The barndoor skate is found in the northwestern Atlantic Ocean. It is found from the Grand Banks of Newfoundland and the southern side of the Gulf of St. Lawrence, south to North Carolina. It is also undoubtedly reported in Florida where egg cases with embryos washed ashore in the 19th century (Bigelow and Schroeder 1953).


Barndoor skates seem to be found in a variety of habitats, from shoreline to nearly 235 fathoms. Most occur primarily around 5 fathoms or 70-80 fathoms. They seem to prefer sandy or gravel bottoms in shallower areas and in deeper waters, muddy bottoms. The skate appears to move closer to shore in the autumn and move further out to sea in the warmer summer months. It is believed that it does not have any north-south migratory patterns. (Bigelow and Schroeder 1953).

Physical Description

The largest barndoor skates found have been 5-6 feet and 30-38 pounds thus deeming it the largest skate in the northwestern Atlantic. The lower surface is white, with blotchy gray spots. The dorsal surface is brown with scattered darker spots. The space between the 2 eyes is approximately 5.5 mm. Like other skates, the barndoor skate has gills. However, the tail lacks large thorns, which distinguishes it from all other skates of the genus Raja in the western north Atlantic except for 2 species. The tail does have 3 rows of smaller thorns.

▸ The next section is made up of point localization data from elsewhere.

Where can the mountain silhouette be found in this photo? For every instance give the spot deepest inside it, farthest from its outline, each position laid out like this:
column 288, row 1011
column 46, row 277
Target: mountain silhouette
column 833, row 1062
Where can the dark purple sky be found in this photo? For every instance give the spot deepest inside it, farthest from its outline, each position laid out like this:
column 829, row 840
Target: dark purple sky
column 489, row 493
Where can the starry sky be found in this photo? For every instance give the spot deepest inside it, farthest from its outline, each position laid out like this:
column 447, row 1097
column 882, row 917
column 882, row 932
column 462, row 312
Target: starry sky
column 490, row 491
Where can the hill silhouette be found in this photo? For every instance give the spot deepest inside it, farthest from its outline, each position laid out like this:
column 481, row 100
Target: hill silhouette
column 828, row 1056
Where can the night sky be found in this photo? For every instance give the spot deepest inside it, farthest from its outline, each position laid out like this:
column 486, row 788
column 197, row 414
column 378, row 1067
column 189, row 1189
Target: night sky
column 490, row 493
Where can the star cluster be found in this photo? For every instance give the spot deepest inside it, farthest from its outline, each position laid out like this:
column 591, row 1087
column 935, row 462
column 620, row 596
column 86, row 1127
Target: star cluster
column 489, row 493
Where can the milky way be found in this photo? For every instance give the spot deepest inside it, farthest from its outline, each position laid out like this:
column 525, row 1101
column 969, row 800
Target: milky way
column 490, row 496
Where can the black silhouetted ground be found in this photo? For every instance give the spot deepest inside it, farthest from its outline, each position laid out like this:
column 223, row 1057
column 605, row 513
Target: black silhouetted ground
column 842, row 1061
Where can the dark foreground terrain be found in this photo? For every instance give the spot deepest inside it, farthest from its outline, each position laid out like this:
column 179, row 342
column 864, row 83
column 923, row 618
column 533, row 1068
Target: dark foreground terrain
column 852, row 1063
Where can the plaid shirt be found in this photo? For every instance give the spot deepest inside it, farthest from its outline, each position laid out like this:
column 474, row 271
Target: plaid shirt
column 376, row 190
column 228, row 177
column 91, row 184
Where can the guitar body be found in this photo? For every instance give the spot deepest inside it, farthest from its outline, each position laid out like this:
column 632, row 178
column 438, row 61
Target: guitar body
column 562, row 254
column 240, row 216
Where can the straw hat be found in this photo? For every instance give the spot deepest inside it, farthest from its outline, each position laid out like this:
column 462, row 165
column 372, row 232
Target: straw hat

The dorsal fins are far removed from the tail. There is a larger, misshaped spot on the inner part of each pectoral fin. There are also mucous pores on the ventral surface, marked by black dots and dashes. The barndoor skate has 30-40 teeth.

There are two sexes of barndoor skate. Mature males are smoother than females. Large females are rough, having small spines along a narrow margin from tip of the snout to the level of the nostrils. The young look almost exactly like the adults (Bigelow and Schroeder 1953).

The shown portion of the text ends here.